If you have not yet seen the recent Health for Animals report “Animal Health and Sustainability” produced by Oxford Analytica, I thoroughly recommend it.

People often assume that the production systems that they are most familiar with are the norm and that therefore global figures that are quoted around animal production and the role of livestock in food systems somehow reflect those systems. There is no typical livestock system though – there are systems that evolve in different places influenced by many different factors. Climate, soils, land type, cropping systems, human population density and cultural norms, legislation, distance from market, infrastructure, and endemic diseases all have their impacts on the food that is produced from a given piece of land. Within those differences, some are fixed, but many are variable and could change. Sometimes there are negative feedbacks that keep a system in place until a tipping point is reached that results in positive feedback leading to change.

Animal health and welfare is the cornerstone of any production system. Failure to ensure good animal health will result in direct stock losses as well as poor performance whether that be in terms of growth or reproductive rate. The knock-on effects of poor health are that feed is being wasted and a larger herd or flock is required to produce the same amount of food as would be the case if the animals were in good health. This is all pretty vague until we start adding up the losses and quantifying them in terms of opportunity costs, whether in food supply, livelihoods, or losses to the economy; this is where the above-mentioned report comes in. “A 60% global vaccination rate for beef cattle correlates to a productivity rise of more than 50%.”

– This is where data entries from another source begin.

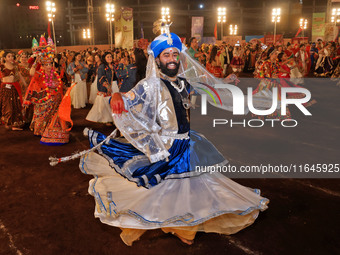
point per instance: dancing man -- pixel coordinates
(152, 181)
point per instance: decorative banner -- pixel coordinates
(197, 27)
(250, 37)
(232, 39)
(318, 25)
(124, 28)
(331, 32)
(269, 39)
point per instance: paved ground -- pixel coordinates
(47, 210)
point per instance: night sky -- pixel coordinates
(252, 22)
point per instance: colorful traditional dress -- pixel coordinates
(25, 73)
(47, 95)
(11, 98)
(152, 182)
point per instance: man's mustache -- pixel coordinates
(171, 63)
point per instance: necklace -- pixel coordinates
(48, 84)
(185, 99)
(180, 88)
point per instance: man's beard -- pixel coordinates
(167, 71)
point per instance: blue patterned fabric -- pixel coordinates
(185, 155)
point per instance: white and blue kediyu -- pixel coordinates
(150, 181)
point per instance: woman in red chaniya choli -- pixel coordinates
(24, 69)
(10, 94)
(46, 93)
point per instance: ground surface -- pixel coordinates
(47, 210)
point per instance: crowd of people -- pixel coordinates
(97, 74)
(318, 59)
(150, 104)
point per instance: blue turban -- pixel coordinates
(161, 43)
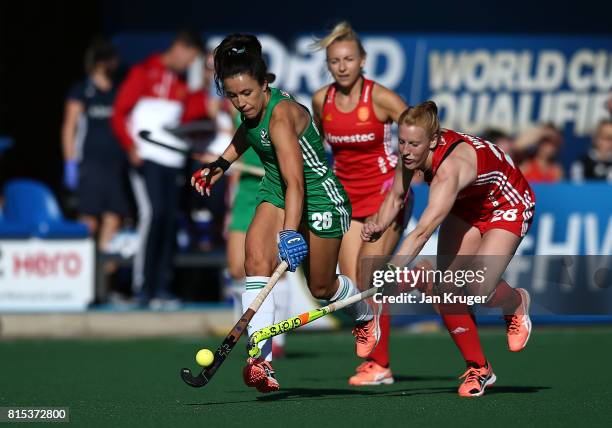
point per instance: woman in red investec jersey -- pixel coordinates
(484, 207)
(355, 114)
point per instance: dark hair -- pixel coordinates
(100, 50)
(493, 135)
(240, 54)
(189, 38)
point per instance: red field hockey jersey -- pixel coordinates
(499, 197)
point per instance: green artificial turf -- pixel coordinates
(563, 378)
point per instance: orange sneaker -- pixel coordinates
(371, 373)
(367, 334)
(518, 325)
(259, 374)
(476, 379)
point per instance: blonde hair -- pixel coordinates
(424, 115)
(341, 32)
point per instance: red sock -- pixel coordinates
(463, 331)
(505, 297)
(380, 354)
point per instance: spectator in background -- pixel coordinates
(94, 164)
(501, 140)
(597, 163)
(152, 98)
(541, 147)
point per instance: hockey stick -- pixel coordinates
(238, 166)
(232, 338)
(303, 319)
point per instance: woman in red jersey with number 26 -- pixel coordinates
(355, 115)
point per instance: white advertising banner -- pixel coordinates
(46, 275)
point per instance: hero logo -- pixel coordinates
(355, 138)
(47, 264)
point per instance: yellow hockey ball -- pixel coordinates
(204, 357)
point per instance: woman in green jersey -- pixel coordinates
(302, 210)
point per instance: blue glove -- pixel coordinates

That is a stark figure to those for whom vaccination against prevalent diseases is simply part of the annual routine. We know why we vaccinate, but do we all realize just how devastating not vaccinating might be? A global productivity rise of more than 50% from a vaccination rate of 60% means there are a lot of cattle owners out there who do not vaccinate and their productivity is extremely low. I have seen this first-hand in many lower-income countries of both Africa and Asia what this looks like. For those in high-income countries, this may be assumed to be part of the overall problem of development; poor people have poor animals. Yet, while running a veterinary program in Afghanistan that provided training for para-veterinarians and distributed vaccines throughout the country, I also saw the immediate benefits to livestock keepers who had access to vaccines and veterinary medicines. Being on hand also meant that we could provide support to communities where outbreaks of zoonoses such as Crimean-Congo Haemorrhagic Fever occurred. For countries like Afghanistan, where the amount of land that can grow human edible crops is limited, healthy animals really do mean healthy people. There are many such countries in both Asia and Africa and those two continents are home to two-thirds of large ruminants but produce less than a third of the related animal source foods.

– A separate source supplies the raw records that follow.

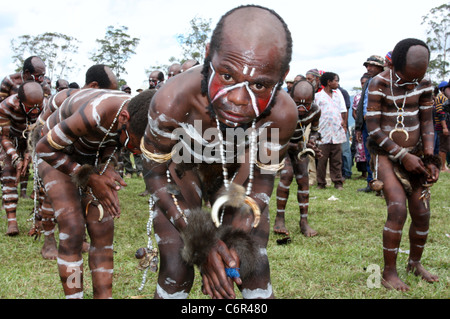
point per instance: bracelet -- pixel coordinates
(232, 272)
(16, 160)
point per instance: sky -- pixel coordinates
(336, 36)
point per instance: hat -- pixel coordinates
(123, 87)
(443, 85)
(388, 56)
(313, 72)
(375, 60)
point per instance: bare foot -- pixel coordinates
(279, 227)
(306, 229)
(13, 229)
(391, 281)
(49, 250)
(86, 247)
(419, 270)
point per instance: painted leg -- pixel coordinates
(101, 258)
(418, 234)
(49, 249)
(10, 196)
(175, 278)
(302, 178)
(286, 177)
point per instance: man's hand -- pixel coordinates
(414, 164)
(216, 284)
(105, 188)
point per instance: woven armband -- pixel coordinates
(271, 168)
(52, 143)
(159, 158)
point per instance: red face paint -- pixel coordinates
(260, 102)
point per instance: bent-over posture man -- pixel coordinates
(77, 156)
(297, 159)
(17, 113)
(400, 124)
(98, 76)
(247, 61)
(33, 70)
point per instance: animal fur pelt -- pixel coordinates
(432, 159)
(81, 177)
(200, 236)
(34, 135)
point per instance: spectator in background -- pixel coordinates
(61, 85)
(346, 152)
(289, 85)
(374, 66)
(173, 70)
(332, 129)
(313, 77)
(360, 154)
(189, 64)
(156, 79)
(125, 153)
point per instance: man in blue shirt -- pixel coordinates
(374, 66)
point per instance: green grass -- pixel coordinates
(331, 265)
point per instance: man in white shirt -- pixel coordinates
(332, 127)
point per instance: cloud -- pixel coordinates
(332, 35)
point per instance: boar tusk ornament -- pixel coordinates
(235, 197)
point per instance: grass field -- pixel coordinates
(333, 265)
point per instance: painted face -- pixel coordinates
(222, 83)
(32, 110)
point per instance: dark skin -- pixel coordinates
(16, 156)
(308, 113)
(10, 87)
(380, 120)
(73, 211)
(49, 249)
(372, 70)
(180, 101)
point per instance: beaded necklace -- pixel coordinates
(399, 126)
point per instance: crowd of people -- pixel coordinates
(215, 138)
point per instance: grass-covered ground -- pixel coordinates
(333, 265)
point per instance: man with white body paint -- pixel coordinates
(77, 156)
(247, 62)
(17, 113)
(98, 76)
(401, 141)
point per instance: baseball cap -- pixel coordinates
(443, 84)
(375, 60)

There is huge potential to improve the livelihoods of millions of livestock keepers and the diets of many of the world’s poor if we address animal health. There are challenges, both financial and technical in doing so. But in a world where the sustainability of all food production is under scrutiny, let us not leave the poorest behind. The dividend extends to all of us since to quote once again from the Health for Animals report: “A fall in disease levels of 10 percentage points is associated with an 800 million tonne decrease in greenhouse gas (GHG) emissions.”

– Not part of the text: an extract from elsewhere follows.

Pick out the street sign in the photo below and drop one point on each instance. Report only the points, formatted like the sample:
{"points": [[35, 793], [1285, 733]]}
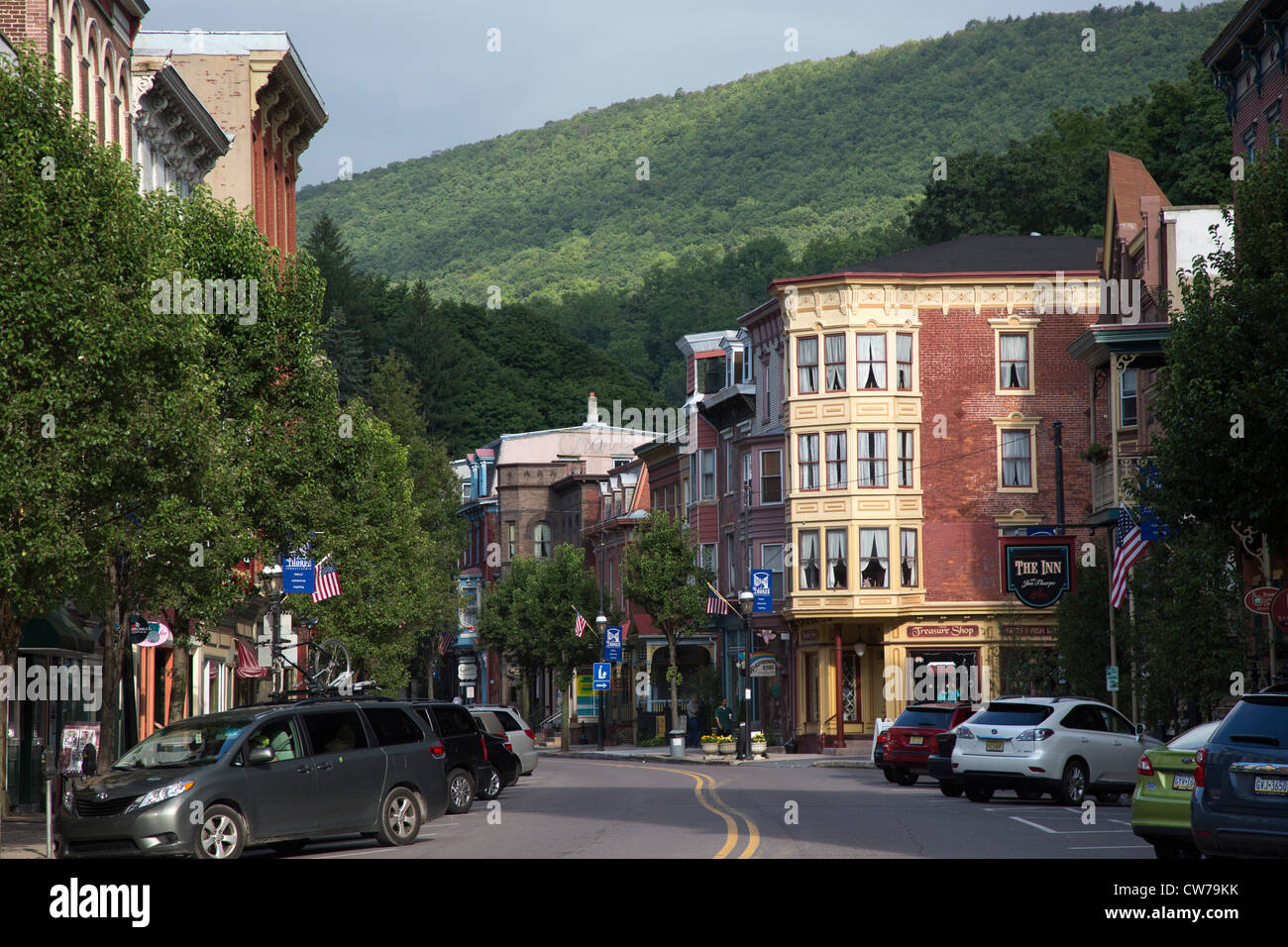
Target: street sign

I have said it many times, but we can produce more food from fewer livestock and feed more people while decreasing the footprint of food, but it requires a willingness to engage with real issues rather than ideologies. Far too much of the food systems debate is about what rich people should eat rather than how to make all systems better. If there is one area of food systems truly worthy of investment it is animal health in those countries where crop-producing land is scarce, and livestock are central to livelihoods.